O filme nos fala da importância das lembranças, da memória. Ele é todo fruto da restauração da infância a partir dos olhos de quem já está mais velho. Talvez por isso seu encanto, pois estamos lidando com fantasias infantis, aquelas que não nos deixam nunca… ainda bem! É um filme, portanto, que nos inspira saudades, mesmo de algo que não se viveu. Que nos inspira fraternidade, mesmo pelos que não estão ao nosso lado, e que nos inspira gratidão, mesmo pelo que não recebemos.
Gostaria de compartilhar este momento inicial do filme, marcante. No início, nosso personagem principal, já adulto, nos diz:
estou embrulhando meus pertences no chale que minha mãe costumava usar quando ia ao mercado. Estou indo embora do meu vale. Dessa vez nunca mais voltarei. Deixo atrás de mim meus cinquenta anos de lembranças. É estranho que a memória esqueça tanto do que aconteceu apenas a poucos momentos e guarde claro e brilhante o que aconteceu a anos com homens e mulheres a muito tempo mortos. Contudo, quem vai dizer o que é real e o que não é. Posso crer que meus amigos estão mortos quando suas vozes ainda são uma glória em meus ouvidos? Não! Ergo-me para dizer não, e não de novo, pois eles permanecem uma verdade viva em minha mente. Não há cercas em torno do tempo que se passou. Pode-se voltar e escolher o trecho que quiser caso ainda se lembre. Por isso, fecho os olhos no meu vale como é hoje e ele some e o vejo como era na minha infância. Todo ele verde e impregnado da força da terra…tudo que aprendi como menino veio de meu pai, e jamais qualquer coisa que ele me disse acabou sendo errada ou inútil. As lições simples que ele me deu estão claras e vivas em minha mente como se as tivesse ouvido ontem...
O que estamos fazendo com nossa memória, nossas lembranças? Vamos permitir mesmo que a aceleração do tempo atual as destrua?

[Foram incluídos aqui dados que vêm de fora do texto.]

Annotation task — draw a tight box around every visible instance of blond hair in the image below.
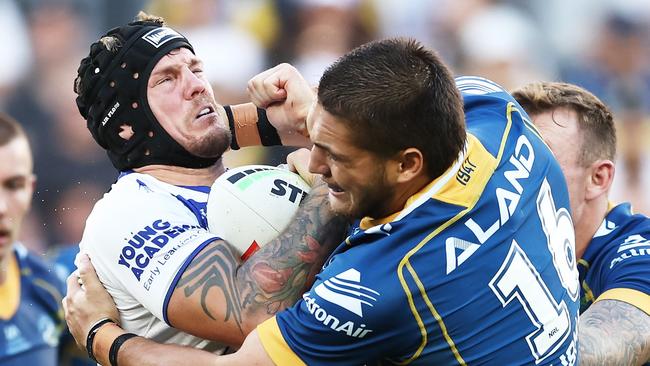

Ora, que o tempo voe e destrua tudo o que tenho, mas eu continuarei a lembrar… e sentir saudades, não do que tive, mas do que vivi. A vida não é só este “presente” acelerado e esquizofrênico, é muito mais, um “passado” que nos tornou homens e mulheres. O que vamos fazer hoje e daqui para frente, depende muito de nossa capacidade de preservar nossas lembranças e sabermos quem fomos.
Nas lembranças podemos reconstruir o passado da forma que mais nos contenta e nos deixa feliz. Daí a saudade, a saudade de tempos que fomos felizes e que nos dão a certeza de que a vida valeu a pena. Saudade de um tempo que a vida era mais simples, mais fácil de dizer o que sentíamos.
Nas lembranças esse tempo retorna, a todo instante, por vezes de maneira perfeita. Fechando os olhos agora, também vejo em minhas lembranças todos reunidos. Meu pai ao meu lado, segurando minha mão e guiando-me, os irmãos felizes e brincando. A mãe cuidando de todos. Enfim, que saudades! Que saudades de algo que nem sei ao certo se vivi. O que sei é que homens como meu pai jamais vão morrer. Ele estará sempre vivo em mim, no meu filho, e no filho de meu filho.
É essa permanência das lembranças que nos torna fortes, e que dá à vida um significado especial, muito além das banalidades que ela nos apresenta a todo dia, como novidades. Aquilo que passa pela minha vida… e fica… é aquilo que me constitui, que me integra, garantindo uma origem e uma história.
Bem, não preciso dizer que gostei do filme!